U officials plan to regulate collegiate-licensed products

by Coralie Carlson

Several schools recently learned they sold sweatshop-produced gear. Some University officials now want to join the nationwide trend of creating policies to prevent it from happening here.
The universities of Duke, Brown and Notre Dame adopted policies this spring ensuring merchandise bearing school logos wasn’t produced by exploited labor. Currently no policy exists at the University. But some school officials, with encouragement from federal lawmakers, have jumped on the bandwagon.
Collegiate-licensed products comprise an annual $2 billion market, leaving administrators ample reason for concern. Knowingly or not, some schools already sell products created in sweatshops.
The Korean-based BJ&B company manufactures baseball caps in a sweatshop in the Dominican Republic, according to a study by the Union of Needletrade, Industrial and Textile Employees. Many schools carried the caps, some of which displayed the Champion logo.
University officials said they don’t do business with BJ&B.
More problems followed when allegations surfaced that Nike exploited workers in southeast Asia. Officials from Duke, a Nike-endorsed school, felt pressure to implement a code of conduct for licensed products.
“It was getting a little warm down there in Durham, North Carolina,” said Bob Hicks, director of University licensing and athletic properties. Hicks, who recently returned from a nationwide meeting of officials discussing sweatshop measures, is spearheading the University’s efforts.
The code of conduct Duke officials implemented in March prohibits child and forced labor as well as discrimination.

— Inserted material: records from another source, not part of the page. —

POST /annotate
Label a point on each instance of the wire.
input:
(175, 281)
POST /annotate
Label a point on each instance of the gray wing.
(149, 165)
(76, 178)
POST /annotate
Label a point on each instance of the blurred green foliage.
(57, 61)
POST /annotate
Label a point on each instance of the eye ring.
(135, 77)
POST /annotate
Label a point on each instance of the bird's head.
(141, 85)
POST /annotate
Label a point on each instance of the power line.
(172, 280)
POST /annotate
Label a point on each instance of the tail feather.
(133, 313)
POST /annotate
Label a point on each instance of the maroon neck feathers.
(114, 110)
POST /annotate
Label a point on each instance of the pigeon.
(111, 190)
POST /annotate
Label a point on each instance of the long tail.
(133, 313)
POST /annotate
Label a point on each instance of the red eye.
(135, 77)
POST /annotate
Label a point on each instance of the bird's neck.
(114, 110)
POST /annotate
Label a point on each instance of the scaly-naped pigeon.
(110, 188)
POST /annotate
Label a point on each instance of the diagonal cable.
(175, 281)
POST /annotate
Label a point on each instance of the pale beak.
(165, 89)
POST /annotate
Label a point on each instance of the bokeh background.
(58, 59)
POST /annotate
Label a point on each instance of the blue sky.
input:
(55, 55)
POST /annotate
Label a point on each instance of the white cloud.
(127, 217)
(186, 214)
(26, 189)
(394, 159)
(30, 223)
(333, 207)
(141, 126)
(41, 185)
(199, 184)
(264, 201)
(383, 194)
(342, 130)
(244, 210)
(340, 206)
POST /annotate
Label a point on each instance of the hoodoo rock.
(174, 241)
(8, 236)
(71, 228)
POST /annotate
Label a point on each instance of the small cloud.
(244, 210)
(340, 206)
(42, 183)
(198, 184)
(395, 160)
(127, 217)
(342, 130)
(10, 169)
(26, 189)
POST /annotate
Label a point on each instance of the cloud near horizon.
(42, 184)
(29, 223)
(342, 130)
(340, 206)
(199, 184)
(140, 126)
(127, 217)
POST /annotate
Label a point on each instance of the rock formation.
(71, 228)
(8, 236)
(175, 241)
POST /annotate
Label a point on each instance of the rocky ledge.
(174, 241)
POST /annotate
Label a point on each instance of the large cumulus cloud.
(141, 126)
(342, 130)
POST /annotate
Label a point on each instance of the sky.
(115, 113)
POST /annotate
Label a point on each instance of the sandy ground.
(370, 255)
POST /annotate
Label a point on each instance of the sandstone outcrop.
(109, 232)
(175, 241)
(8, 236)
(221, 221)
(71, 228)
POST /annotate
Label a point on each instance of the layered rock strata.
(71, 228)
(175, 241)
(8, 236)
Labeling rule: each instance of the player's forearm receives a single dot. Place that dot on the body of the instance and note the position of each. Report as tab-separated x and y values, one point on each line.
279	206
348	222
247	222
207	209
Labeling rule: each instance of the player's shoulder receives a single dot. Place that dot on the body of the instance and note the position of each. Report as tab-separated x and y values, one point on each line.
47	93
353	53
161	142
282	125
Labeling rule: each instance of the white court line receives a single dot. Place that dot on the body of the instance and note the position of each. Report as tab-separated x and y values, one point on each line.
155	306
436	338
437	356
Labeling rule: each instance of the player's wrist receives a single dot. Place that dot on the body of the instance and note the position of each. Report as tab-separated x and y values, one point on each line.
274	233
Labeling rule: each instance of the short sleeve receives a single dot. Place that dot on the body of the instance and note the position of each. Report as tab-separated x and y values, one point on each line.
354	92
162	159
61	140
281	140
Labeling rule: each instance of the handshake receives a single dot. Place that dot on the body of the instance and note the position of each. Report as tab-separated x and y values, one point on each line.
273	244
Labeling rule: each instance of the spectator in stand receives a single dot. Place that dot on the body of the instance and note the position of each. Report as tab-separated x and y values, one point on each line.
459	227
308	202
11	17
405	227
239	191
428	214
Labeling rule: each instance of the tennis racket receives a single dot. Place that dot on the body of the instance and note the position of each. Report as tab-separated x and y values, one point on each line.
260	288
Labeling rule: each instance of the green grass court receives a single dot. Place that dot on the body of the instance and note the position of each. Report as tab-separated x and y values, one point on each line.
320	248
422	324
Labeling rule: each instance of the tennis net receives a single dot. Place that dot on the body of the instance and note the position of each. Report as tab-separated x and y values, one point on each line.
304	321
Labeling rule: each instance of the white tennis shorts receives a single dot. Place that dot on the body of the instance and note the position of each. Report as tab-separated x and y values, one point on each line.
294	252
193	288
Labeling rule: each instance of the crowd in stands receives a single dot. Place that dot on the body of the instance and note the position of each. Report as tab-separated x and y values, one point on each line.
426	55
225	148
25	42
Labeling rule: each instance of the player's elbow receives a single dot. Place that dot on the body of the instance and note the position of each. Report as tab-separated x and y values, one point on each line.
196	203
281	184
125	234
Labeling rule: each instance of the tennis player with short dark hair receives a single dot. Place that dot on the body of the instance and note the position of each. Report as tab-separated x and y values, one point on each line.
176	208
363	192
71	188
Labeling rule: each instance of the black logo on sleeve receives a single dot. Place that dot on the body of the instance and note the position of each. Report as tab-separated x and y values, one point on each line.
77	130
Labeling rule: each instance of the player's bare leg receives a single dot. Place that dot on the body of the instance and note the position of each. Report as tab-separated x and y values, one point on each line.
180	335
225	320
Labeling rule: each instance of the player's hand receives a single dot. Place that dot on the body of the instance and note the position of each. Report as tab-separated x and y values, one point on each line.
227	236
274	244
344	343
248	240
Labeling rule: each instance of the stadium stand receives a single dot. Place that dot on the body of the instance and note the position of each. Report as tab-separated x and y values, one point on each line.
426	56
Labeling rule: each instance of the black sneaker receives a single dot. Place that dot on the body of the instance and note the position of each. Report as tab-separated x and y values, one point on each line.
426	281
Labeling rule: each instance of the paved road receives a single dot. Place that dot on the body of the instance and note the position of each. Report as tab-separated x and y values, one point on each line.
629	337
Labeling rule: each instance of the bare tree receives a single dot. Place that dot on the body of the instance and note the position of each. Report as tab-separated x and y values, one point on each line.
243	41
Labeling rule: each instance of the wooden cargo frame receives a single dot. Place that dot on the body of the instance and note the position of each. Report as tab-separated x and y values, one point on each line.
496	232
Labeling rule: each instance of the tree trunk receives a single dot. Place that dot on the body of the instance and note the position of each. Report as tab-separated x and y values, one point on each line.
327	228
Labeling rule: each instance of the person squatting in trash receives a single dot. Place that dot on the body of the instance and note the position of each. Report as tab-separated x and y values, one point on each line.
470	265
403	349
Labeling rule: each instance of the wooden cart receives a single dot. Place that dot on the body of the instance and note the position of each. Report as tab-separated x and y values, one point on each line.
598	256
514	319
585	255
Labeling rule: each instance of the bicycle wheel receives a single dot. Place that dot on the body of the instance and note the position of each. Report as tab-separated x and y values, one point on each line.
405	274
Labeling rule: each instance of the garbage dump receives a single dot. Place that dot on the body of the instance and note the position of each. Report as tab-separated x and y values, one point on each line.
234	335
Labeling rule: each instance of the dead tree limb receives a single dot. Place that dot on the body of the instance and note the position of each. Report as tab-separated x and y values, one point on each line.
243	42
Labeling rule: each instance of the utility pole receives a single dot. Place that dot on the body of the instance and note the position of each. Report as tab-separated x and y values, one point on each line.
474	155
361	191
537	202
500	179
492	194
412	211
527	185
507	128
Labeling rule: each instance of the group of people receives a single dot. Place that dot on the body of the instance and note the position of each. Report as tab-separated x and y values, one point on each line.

The plan limits employees to a 48-hour work week and requires compliance with local wage regulations.
Administrators from Brown and Notre Dame quickly followed with similar policies. Other colleges are following suit.
“Most of the schools are in the embryonic stage in dealing with this issue,” said Hicks.
Hicks met with Duke officials in May to gather information for the University’s own code. School officials hope to begin discussing a policy for the college’s 300 licensees in mid-June. He said he did not know when a policy would be in effect.
The challenge doesn’t end at implementation. Hicks said enforcing the code provides another hurdle.
Administrators from Brown agreed. Universities can’t send employees throughout the world to ensure producers meet school regulations, said Mark Nickel, director of the news bureau at Brown University.
Nickel said he hopes an independent company eventually steps in to assist in monitoring foreign manufacturers and easing enforcement. Until then, schools must rely on vendors to report violations.
Even locating the original production sight of a sweat shirt or baseball cap is often challenging.
“God knows where it could really come from,” said James Snyder, a representative for Rep. George Miller, a crusader against sweatshops.
In 1996, the California Democrat revealed that exploited Honduran laborers were producing Kathy Lee Gifford’s clothing line. During this session, Miller backed legislation that would enforce federal labor and wage standards in U.S. territories.
Miller’s latest amendment also suggests colleges adopt a merchandise code of conduct addressing minimum wage, child labor, worker unionization rights and safety and health standards.
He added the measure to the Higher Education Act, which spells out financial aid policies and federal funding for colleges for the next five years. The bill, passed by the House earlier this month, now awaits approval in the Senate and the president’s signature.
The legislation does not require any action. It merely brought the issue to the attention of university administrators.
“It’s putting the moral face of our elected representatives behind a position we believe in,” Snyder said.